INSERT INTO hj1 VALUES (1, 1), (2, 2), (3, 3), (4, 4), (5, 5);
INSERT INTO hj2 SELECT * FROM hj1;

# Correct

EXPLAIN FORMAT=TREE SELECT * FROM hj1 JOIN hj2 USING (c1)\G
*************************** 1. row ***************************
EXPLAIN: -> Inner hash join (hj2.c1 = hj1.c1)  (cost=3.50 rows=5)
    -> Table scan on hj2  (cost=0.07 rows=5)
    -> Hash
        -> Table scan on hj1  (cost=0.75 rows=5)

# Wrong

+----+-------------+-------+------------+------+---------------+------+---------+------+------+----------+----------------------------------------------------+
| id | select_type | table | partitions | type | possible_keys | key  | key_len | ref  | rows | filtered | Extra                                              |
+----+-------------+-------+------------+------+---------------+------+---------+------+------+----------+----------------------------------------------------+
|  1 | SIMPLE      | hj1   | NULL       | ALL  | NULL          | NULL | NULL    | NULL |    5 |   100.00 | NULL                                               |
|  1 | SIMPLE      | hj2   | NULL       | ALL  | NULL          | NULL | NULL    | NULL |    5 |    20.00 | Using where; Using join buffer (Block Nested Loop) |
+----+-------------+-------+------------+------+---------------+------+---------+------+------+----------+----------------------------------------------------+

# Wrong

EXPLAIN FORMAT=JSON SELECT * FROM hj1 JOIN hj2 USING (c1)\G
*************************** 1. row ***************************
EXPLAIN: {
  "query_block": {
    "select_id": 1,
    "cost_info": {
      "query_cost": "3.50"
    },
    "nested_loop": [
      {
        "table": {
          "table_name": "hj1",
          "access_type": "ALL",
          "rows_examined_per_scan": 5,
          "rows_produced_per_join": 5,
          "filtered": "100.00",
          "cost_info": {
            "read_cost": "0.25",
            "eval_cost": "0.50",
            "prefix_cost": "0.75",
            "data_read_per_join": "80"
          },
          "used_columns": [
            "c1",
            "c2"
          ]
        }
      },
      {
        "table": {
          "table_name": "hj2",
          "access_type": "ALL",
          "rows_examined_per_scan": 5,
          "rows_produced_per_join": 5,
          "filtered": "20.00",
          "using_join_buffer": "Block Nested Loop",
          "cost_info": {
            "read_cost": "0.25",
            "eval_cost": "0.50",
            "prefix_cost": "3.50",
            "data_read_per_join": "80"
          },
          "used_columns": [
            "c1",
            "c2"
          ],
          "attached_condition": "(`temp`.`hj2`.`c1` = `temp`.`hj1`.`c1`)"
        }
      }
    ]
  }
}

Suggested fix:
Display "Inner Hash Join" in all the EXPLAIN formats.
[20 Jan 2020 13:27] MySQL Verification Team
Hello Mr.

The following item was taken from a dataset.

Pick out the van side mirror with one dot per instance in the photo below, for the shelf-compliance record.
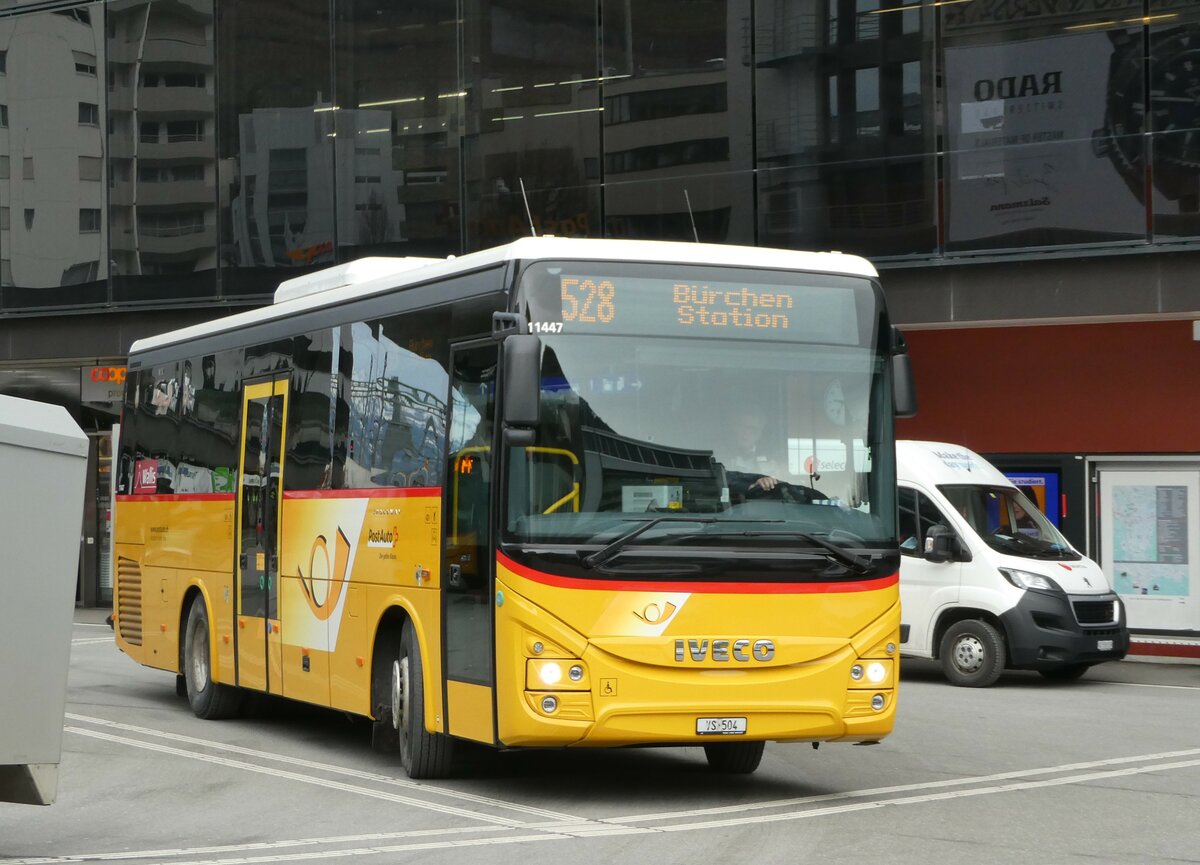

Saverio,

Thank you for your bug report.

It turns out that you are right.  I have tried three different types of output and this is what I have got:

id	select_type	table	partitions	type	possible_keys	key	key_len	ref	rows	filtered	Extra
1	SIMPLE	t1	NULL	ALL	NULL	NULL	NULL	NULL	10	100.00	NULL
1	SIMPLE	t2	NULL	ALL	NULL	NULL	NULL	NULL	10	10.00	Using where; Using join buffer (Block Nested Loop)

EXPLAIN
-> Inner hash join (t2.c1 = t1.c1)  (cost=11.50 rows=10)\n    -> Table scan on t2  (cost=0.04 rows=10)\n    -> Hash\n        -> Table scan on t1  (cost=1.25 rows=10)\n

EXPLAIN
{\n  "query_block": {\n    "select_id": 1,\n    "cost_info": {\n      "query_cost": "11.50"\n    },\n    "nested_loop": [\n      {\n        "table": {\n          "table_name": "t1",\n          "access_type": "ALL",\n          "rows_examined_per_scan": 10,\n          "rows_produced_per_join": 10,\n          "filtered": "100.00",\n          "cost_info": {\n            "read_cost": "0.25",\n            "eval_cost": "1.00",\n            "prefix_cost": "1.25",\n            "data_read_per_join": "160"\n          },\n          "used_columns": [\n            "c1",\n            "c2"\n          ]\n        }\n      },\n      {\n        "table": {\n          "table_name": "t2",\n          "access_type": "ALL",\n          "rows_examined_per_scan": 10,\n          "rows_produced_per_join": 10,\n          "filtered": "10.00",\n          "using_join_buffer": "Block Nested Loop",\n          "cost_info": {\n            "read_cost": "0.25",\n            "eval_cost": "1.00",\n            "prefix_cost": "11.50",\n            "data_read_per_join": "160"\n          },\n          "used_columns": [\n            "c1",\n            "c2"\n          ],\n          "attached_condition": "(`test`.`t2`.`c1` = `test`.`t1`.`c1`)"\n        }\n      }\n    ]\n  }\n}

It turns out that TREE format is wrong as the tables are too small for hash join to be used. Instead, nested loop join is used, which is quite evident.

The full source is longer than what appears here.